Me – the week I left school and never went back – this was the last photo of me in uniform
I was pregnant when I got my results and furious when I opened the envelope – I got 12 Bs and B+ – not a single A. The teachers didn’t hang around me to celebrate or congratulate or commiserate. I got my envelope and I walked off. I remember scolding myself for mediocrity despite not actually attending school in almost a year and having worked til 12am the night before the exams in bars I wasn’t legally allowed to work in. Despite being in serious danger and being raped almost every day throughout that entire time period. I can honestly say that I was ashamed to look at my GCSE results until about a year ago when I realised that it was a goddamn miracle I even turned up to my GCSEs let alone get 12 Bs and B+… looking back now with all my experience and expertise – I haven’t the fucking foggiest how I did that. The tatty envelope is still in my wardrobe with the grades written on the front. I wonder if my teachers thought I had cheated?

Fast forward to 2017…

Me – delivering some of my PhD research at the Coventry IVA conference

I bumped into my old English teacher recently – when I went back to my home town and needed to nip into Sainsbury’s for a birthday card. I didn’t recognise her at all (which I tend to put down to trauma blocking stuff out) but she eyed me up for about 5 minutes. 
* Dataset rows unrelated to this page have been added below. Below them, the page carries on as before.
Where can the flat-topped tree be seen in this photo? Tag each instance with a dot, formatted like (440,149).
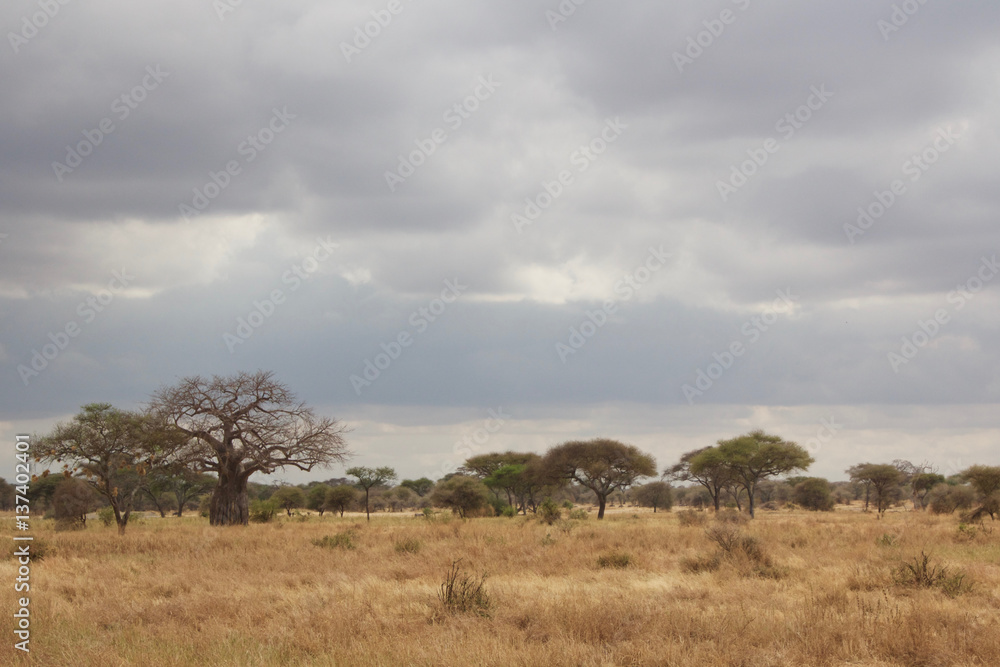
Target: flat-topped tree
(601,465)
(244,424)
(757,455)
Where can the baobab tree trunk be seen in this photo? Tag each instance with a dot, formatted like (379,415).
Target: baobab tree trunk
(229,506)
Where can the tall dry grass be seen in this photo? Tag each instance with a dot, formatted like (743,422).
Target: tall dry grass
(178,592)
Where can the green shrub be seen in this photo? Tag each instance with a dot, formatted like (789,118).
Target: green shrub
(691,518)
(615,559)
(407,546)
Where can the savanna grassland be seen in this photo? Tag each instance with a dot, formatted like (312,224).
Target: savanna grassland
(633,589)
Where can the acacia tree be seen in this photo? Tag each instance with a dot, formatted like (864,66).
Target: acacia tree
(340,498)
(369,477)
(881,478)
(986,481)
(113,450)
(601,465)
(757,455)
(655,495)
(704,466)
(245,424)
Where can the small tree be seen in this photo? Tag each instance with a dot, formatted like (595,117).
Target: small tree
(706,467)
(316,498)
(757,456)
(986,481)
(71,501)
(462,494)
(340,498)
(289,498)
(421,486)
(114,450)
(922,484)
(881,478)
(655,495)
(601,465)
(813,493)
(369,477)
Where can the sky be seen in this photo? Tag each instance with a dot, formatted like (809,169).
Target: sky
(470,227)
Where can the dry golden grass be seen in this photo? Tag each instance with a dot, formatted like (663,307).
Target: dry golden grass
(177,592)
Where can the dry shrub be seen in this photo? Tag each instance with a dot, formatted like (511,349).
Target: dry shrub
(343,540)
(462,594)
(923,573)
(409,545)
(733,517)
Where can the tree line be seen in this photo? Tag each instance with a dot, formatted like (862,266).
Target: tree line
(200,441)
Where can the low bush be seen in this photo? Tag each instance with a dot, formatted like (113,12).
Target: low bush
(616,559)
(461,593)
(344,540)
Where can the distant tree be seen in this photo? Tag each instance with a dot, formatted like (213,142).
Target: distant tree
(316,498)
(71,501)
(114,450)
(188,486)
(601,465)
(340,498)
(756,456)
(706,467)
(289,498)
(883,480)
(6,495)
(369,477)
(922,484)
(462,494)
(400,497)
(655,495)
(245,424)
(986,481)
(421,486)
(813,493)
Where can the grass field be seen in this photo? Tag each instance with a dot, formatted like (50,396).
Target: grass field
(178,592)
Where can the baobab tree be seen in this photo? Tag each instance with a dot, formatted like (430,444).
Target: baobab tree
(245,424)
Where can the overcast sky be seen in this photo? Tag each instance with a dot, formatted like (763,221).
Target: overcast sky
(468,227)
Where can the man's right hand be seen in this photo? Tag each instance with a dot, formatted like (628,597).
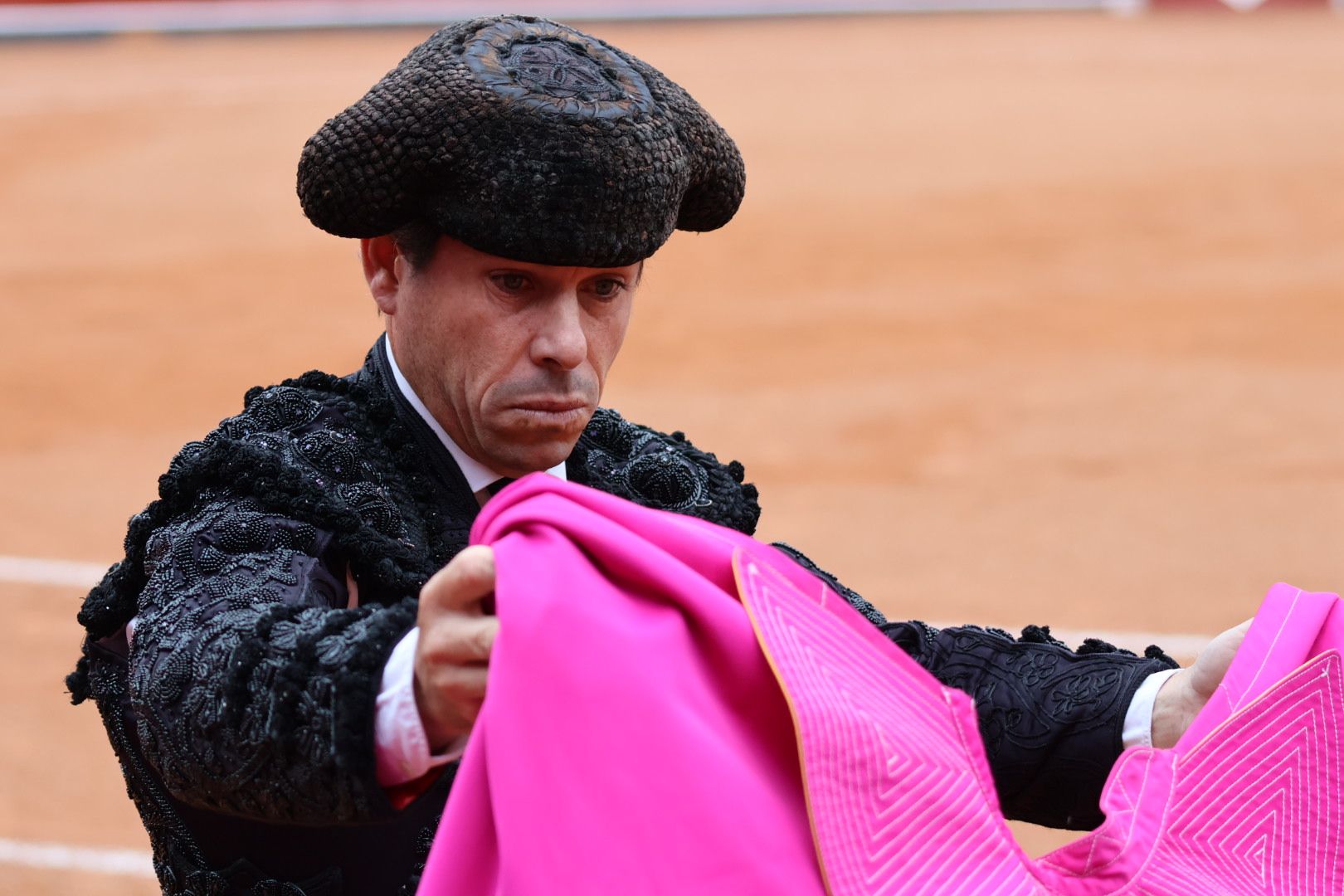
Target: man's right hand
(455,635)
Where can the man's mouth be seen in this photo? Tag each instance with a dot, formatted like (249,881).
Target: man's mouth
(553,411)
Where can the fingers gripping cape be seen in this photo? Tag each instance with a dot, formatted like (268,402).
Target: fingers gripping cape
(676,709)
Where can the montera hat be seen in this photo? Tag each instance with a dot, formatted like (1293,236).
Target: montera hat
(524,139)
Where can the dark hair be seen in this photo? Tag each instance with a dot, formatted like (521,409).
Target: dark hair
(417,241)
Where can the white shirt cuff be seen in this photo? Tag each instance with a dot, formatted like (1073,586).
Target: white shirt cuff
(401,748)
(1138,718)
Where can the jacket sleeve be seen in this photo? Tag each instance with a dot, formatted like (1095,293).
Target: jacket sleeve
(1051,719)
(251,683)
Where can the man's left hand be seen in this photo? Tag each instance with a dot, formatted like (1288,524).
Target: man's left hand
(1185,694)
I asked this woman, “Excuse me? Do you know where the greetings card section is? I don’t know this store well and I can’t find a member of staff.”

“Jess?”

I stared at her. She looked familiar. How do I know this woman? 

“Do I know you?” I asked. 

“I was your English teacher…”

I clicked. Ah yes, I recognised her now. She had dyed her hair. 

We had a brief conversation before she interrupted:

“Sorry but you sound so posh and well spoken. You pronounce all of your words correctly. You’ve lost the stokie accent. Where did you end up?”

“I am a doctoral researcher in forensic psychology at UoB working for my PhD and run my own business – I specialise in sexual violence, feminism and mental health. I write guidance, research and I speak all over the country on the topic of child abuse. I am the founder of the first male mental health centre in the UK and we now see hundreds of vulnerable men a year for free.”

There was no mistaking the facial expressions: pure, unmasked shock. Then confusion. 

“You? How? Well, uh, I would never have had you down for that. You were, uh, always intelligent Jess but… you uh, didn’t seem the type to go on to do… uh, anything really… and then you got pregnant when you were, what 16? And that was it really….”

I smiled a knowing smile at her and thought, ‘That was just the beginning.’ 

Written by Jessica Eaton

Dedicated to impactful and ethical research, writing and speaking in forensic psychology, sexual violence, feminism and mental health. 

Www.victimfocus.org.uk 

Email: Jessica@victimfocus.org.uk

3 thoughts on “Do you see young people for their potential or their problems? A personal essay. 

  1. Thank you for sharing your experiences. I think that as well as celebrating/ encouraging children’s potential for achievement, I think it is equally important to emphasise the fact that they matter simply for being alive. Neoliberalism tells us that our worth depends solely on our productivity and usefulness, which is crap for all the reasons.